MacOS software to detect duplicate image files even of different formats?

Hi everyone.

Like many amateur photographers, I have an external SSD drive full of images. Since I haven’t always the very most diligent of archivists, the filing is… suboptimal. There’s a mix of at least three different filetypes (RAF from my Fuji cameras, NEF from my Nikons, and JPG). Some of the JPGs are final export versions of the raw files, but some aren’t. In many cases the camera captured both RAW and JPG versions of the image, and they all ended up on the drive. Some of the folders are backups of other folders*. There are multiple “work in progress” versions of the same image in many cases. In short, it’s a mess.

In total, MacOS tells me there are ~22,000 files in the whole folder structure, but I imagine that once the duplication is taken care of, the number of actual images will be a lot less.

What has Brough this to a head is that I have moved away from Adobe subscriptions and will be using CaptureOne instead (initially, the free version). It works in a similar way to LightRoom in that it maintains a database of the actual location on disk for images. I’d like to get the folder structure tidied up before running any imports, so the CaptureOne catalogue doesn’t contain needless duplication.

What I’m interested in is whether there exists automated software that can run through the entire folder structure and eliminate duplicates leaving only a set of individual images. I think that my requirements are:

  • Where there is a matching pair of RAW and JPG images, keep both images. They may not be in the same folder, since I went through a phase of splitting files into “RAW” and “JPG” folders.
  • Where there are identical RAW / JPG pairs (i.e. identical copies of both the RAW and the JPG image) then only keep one pair. This is most likely to occur when there are folders that are backups of other folders.
  • Where there is only a JPG version of a photo, keep it.
  • Where there are multiple versions of a JPG photo, only keep one version.
  • Ideally, matching would be based on the contents of the file itself rather than the filename.

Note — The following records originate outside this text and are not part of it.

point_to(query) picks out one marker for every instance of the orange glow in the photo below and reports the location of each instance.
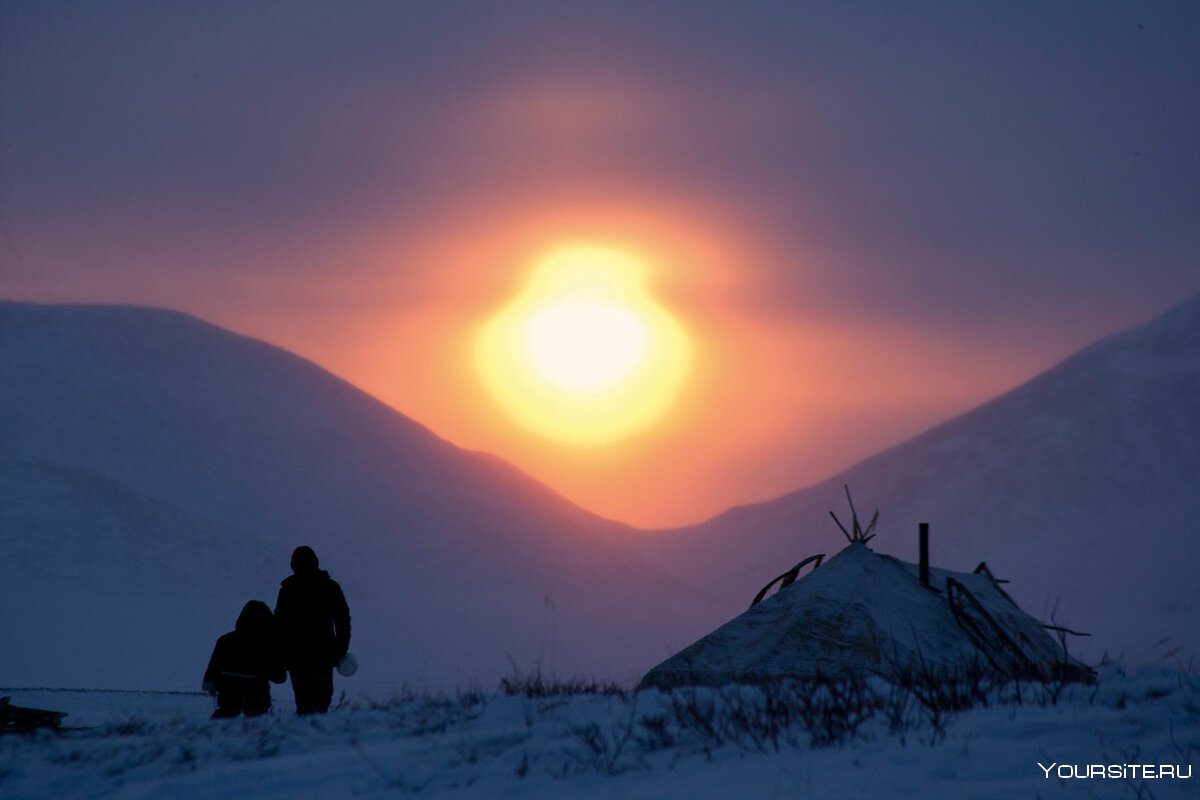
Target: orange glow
(585, 355)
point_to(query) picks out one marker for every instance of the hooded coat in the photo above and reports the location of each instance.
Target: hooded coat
(249, 653)
(313, 620)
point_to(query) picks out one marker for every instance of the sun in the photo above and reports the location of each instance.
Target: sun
(585, 354)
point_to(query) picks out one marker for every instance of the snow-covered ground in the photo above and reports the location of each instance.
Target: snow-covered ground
(473, 744)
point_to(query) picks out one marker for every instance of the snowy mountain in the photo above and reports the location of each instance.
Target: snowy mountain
(1081, 486)
(156, 471)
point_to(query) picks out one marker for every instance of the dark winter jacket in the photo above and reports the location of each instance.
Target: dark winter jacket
(247, 653)
(313, 620)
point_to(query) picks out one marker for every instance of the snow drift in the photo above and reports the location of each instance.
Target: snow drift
(156, 471)
(1081, 486)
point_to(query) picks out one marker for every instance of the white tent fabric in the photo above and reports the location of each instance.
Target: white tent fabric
(862, 612)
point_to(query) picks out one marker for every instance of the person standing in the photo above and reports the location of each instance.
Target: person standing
(315, 626)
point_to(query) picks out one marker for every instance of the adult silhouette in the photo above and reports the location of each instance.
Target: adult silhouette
(315, 627)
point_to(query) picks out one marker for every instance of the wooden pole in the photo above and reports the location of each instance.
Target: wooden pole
(923, 539)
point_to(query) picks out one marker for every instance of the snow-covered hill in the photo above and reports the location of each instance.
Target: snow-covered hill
(1081, 486)
(156, 471)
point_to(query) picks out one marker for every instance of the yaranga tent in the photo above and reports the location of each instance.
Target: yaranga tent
(863, 612)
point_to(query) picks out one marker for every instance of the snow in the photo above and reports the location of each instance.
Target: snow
(484, 745)
(156, 473)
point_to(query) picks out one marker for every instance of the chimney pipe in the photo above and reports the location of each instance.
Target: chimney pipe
(923, 539)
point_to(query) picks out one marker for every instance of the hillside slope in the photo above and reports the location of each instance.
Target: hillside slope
(1081, 486)
(156, 471)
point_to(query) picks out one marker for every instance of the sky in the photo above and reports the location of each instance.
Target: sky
(869, 217)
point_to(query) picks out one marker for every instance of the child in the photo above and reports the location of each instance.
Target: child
(243, 661)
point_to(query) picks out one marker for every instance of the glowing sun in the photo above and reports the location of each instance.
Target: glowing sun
(583, 354)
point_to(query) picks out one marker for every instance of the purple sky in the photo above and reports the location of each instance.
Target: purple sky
(1006, 181)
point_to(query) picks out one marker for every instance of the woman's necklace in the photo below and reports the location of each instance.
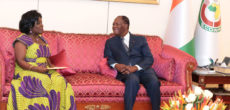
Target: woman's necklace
(36, 39)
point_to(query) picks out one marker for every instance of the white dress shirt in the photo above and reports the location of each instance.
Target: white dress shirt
(126, 41)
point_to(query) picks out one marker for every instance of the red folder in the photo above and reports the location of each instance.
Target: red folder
(59, 60)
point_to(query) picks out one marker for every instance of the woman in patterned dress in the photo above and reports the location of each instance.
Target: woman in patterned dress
(35, 87)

*The SSD in question is a consolidation of a lot of other sources, that included backups, and is itself backed up. I realise the comment above could be read as saying that the SSD is a primary backup, but it isn’t. I won’t be losing anything that isn’t saved elsewhere.

Thanks!

Checking for actual contents, especially between different filetypes, isn’t easy. You could find files that are exactly the same (same bits), but I’m not sure that would quite get what you want.

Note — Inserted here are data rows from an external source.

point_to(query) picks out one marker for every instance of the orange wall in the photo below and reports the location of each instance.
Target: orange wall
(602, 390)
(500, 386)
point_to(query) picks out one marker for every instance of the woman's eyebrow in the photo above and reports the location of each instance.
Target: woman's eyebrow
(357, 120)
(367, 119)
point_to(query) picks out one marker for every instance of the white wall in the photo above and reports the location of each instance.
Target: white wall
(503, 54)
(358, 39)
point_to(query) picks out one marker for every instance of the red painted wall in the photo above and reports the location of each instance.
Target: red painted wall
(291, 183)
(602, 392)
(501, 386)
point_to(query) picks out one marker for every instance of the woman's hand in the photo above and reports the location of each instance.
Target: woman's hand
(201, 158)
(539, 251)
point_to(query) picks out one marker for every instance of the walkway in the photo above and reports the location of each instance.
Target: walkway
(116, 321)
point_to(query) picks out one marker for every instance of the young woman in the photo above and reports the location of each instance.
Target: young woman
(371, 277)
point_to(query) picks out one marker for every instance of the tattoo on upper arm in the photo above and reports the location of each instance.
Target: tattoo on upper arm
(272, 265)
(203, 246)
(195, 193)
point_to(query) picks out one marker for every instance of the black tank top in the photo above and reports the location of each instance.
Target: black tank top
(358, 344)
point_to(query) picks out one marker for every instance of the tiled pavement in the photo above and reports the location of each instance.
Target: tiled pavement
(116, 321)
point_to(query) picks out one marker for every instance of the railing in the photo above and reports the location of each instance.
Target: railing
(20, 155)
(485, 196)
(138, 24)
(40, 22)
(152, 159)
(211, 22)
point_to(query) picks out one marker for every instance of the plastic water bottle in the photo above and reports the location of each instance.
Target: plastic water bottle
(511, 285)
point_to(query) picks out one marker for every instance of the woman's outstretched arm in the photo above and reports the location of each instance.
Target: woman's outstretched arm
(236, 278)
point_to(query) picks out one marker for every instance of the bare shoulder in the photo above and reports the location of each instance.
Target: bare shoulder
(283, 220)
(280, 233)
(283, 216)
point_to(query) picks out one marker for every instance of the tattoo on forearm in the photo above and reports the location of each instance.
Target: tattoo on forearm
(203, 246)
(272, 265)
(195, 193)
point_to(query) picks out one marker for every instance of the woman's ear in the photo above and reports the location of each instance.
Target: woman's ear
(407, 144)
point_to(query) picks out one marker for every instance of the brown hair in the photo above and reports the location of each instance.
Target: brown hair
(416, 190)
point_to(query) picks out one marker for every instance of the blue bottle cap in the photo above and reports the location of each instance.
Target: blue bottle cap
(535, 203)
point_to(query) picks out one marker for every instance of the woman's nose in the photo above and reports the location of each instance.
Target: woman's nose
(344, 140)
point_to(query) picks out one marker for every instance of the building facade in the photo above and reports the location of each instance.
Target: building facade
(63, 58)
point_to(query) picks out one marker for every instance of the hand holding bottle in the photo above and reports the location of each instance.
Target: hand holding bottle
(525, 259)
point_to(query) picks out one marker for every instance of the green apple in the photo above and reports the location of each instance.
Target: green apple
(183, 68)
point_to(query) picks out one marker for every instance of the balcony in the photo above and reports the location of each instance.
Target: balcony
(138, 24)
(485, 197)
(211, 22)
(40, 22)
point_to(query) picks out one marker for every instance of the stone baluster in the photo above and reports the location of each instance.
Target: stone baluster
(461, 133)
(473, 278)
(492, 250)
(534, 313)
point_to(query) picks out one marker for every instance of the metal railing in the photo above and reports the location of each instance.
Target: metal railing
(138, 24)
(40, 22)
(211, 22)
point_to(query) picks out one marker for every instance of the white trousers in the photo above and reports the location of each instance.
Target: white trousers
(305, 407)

However, It’s quite likely that Lightroom will keep the metadata for your photos, like when it was taken, with what camera settings, and so on. If so, those would likely be unique, and you could search that way.

Searching online, I did find a free plugin for Lightroom (classic, I believe) which searches the metadata in your Photo library and marks duplicates, and the site includes a tutorial how to delete them. I think what it describes would fit what you want., as long as you go to the Rules tab and check “file type” so it will only count duplicates if they are the same file type. (You might also have to experiment with other settings on that tab.) That would make sure that JPGs would not be counted as duplicates of RAWs and vice versa.

That said, I can’t test it. Not only do I not have Lightroom, but I don’t have your type of RAW files or anything to test it on. However, since it makes it clear it cannot delete files on its own, and you have backups, it seems that it would be a useful thing to try out.

http://www.bungenstock.de/teekesselchen/doc/v1/en/tutorial.php

…a quick google came up with these possible options.

Looking at them all they seem to all be capable of doing what you want to do? I suspect there would be a lot of manually selecting what images you want to keep or go though as it looks like your requirements (for example picking one of many versions of a JPG) isn’t something that could be automated unless you have more specific criteria on which version of the JPG you wanted to keep?

…sorry, ignored the MacOS part of the equation. Maybe this one?

Thanks for all the suggestions. In case it’s useful for anyone in the future, I found an app called Gemini 2 on the App Store which does most of what I need. :slight_smile:

I have been very pleased with PhotoSweeper Lite.